Parsing DrugBank XML (or any large XML file) in streaming mode in Go

e · l · n

Mar 15, 2018

I had a problem in which I thought I needed to parse the full DrugBank dataset, which comes as a (670MB) XML file (For open access papers describing DrugBank, see: [1], [2], [3] and [4]).

It turned out what I needed was available as CSV files under "Structure External Links". There is probably still some other uses of this approach though, as the XML version of DrugBank seems to contain a lot more information in a single format. And in any case, this forced me to figure out how to parse large XML files in a streaming fashion in Go, as older tools like XMLStarlet chokes for many minutes upon the DrugBank file (trying to read it all into memory?), killing any attempt at an iterative development cycle. And, it turns out Go's support for streaming XML parsing is just great!

While Go's XML stream-parsing support is great, the details of how to do that in a streaming fashion was not immediately clear from the docs, and I was thus saved by this blog post by David Singleton.
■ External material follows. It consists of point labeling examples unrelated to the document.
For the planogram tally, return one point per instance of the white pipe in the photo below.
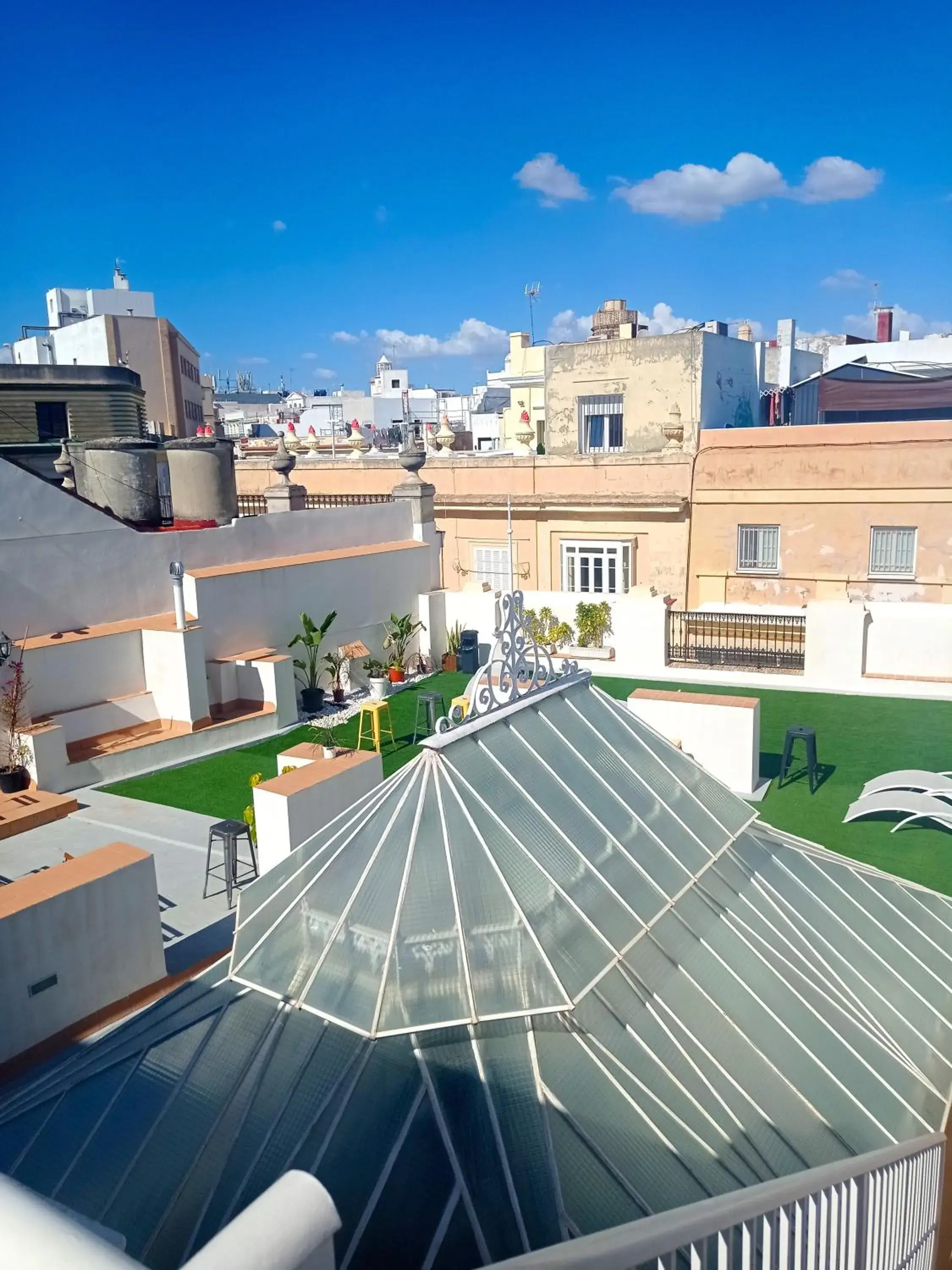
(36, 1235)
(289, 1227)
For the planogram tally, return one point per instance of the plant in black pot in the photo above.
(14, 752)
(309, 665)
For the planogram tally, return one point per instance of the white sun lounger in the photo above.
(905, 803)
(911, 779)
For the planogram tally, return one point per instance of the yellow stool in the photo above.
(375, 709)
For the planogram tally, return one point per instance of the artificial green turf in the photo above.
(856, 737)
(219, 785)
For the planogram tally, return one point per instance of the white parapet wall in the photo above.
(292, 807)
(720, 733)
(77, 939)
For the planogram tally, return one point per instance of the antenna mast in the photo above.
(532, 290)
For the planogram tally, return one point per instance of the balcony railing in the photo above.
(874, 1212)
(257, 505)
(756, 642)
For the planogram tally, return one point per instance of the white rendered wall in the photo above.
(724, 736)
(285, 821)
(103, 940)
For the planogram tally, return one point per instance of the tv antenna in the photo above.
(532, 290)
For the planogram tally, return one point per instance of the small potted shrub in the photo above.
(377, 680)
(309, 665)
(548, 630)
(325, 738)
(336, 663)
(450, 657)
(400, 632)
(14, 774)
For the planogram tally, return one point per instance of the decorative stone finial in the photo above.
(63, 467)
(282, 461)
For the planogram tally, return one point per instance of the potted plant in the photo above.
(325, 738)
(548, 630)
(377, 679)
(594, 621)
(454, 637)
(309, 666)
(336, 663)
(400, 632)
(14, 775)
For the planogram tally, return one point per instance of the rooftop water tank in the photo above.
(202, 480)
Basically, you could use his blog post as a starting point, but I wanted to write up my own post to document some specifics and peculiarities I figured out.

Idea: Parse DrugBank XML to TSV

So in short, we want to parse the DrugBank XML, which contains tons of hierarchical information about each drug in the dataset, and extract just a few fields, and output that into a nicely formatted tab-separated (.tsv) file.

The fields which we want to extract in this example (which is based on my real world problem mentioned above) for each drug are:

InchiKey (a hashed ID representing a chemical structure)
Approved/Withdrawn status
ChEMBL ID (for the compound)
PubChem Compound ID (CID)
PubChem Substance ID (SID)

The DrugBank XML format

The DrugBank XML format is a pretty simple one on its highest level: It is basically a lot of <drug></drug> elements thrown into a <drugbank></drugbank> enclosing tag. The relative complexity comes within the <drug> tag. But because of how Go parses XML to structs using tags, we can just skip most of that info, and only focus on the parts we are interested in.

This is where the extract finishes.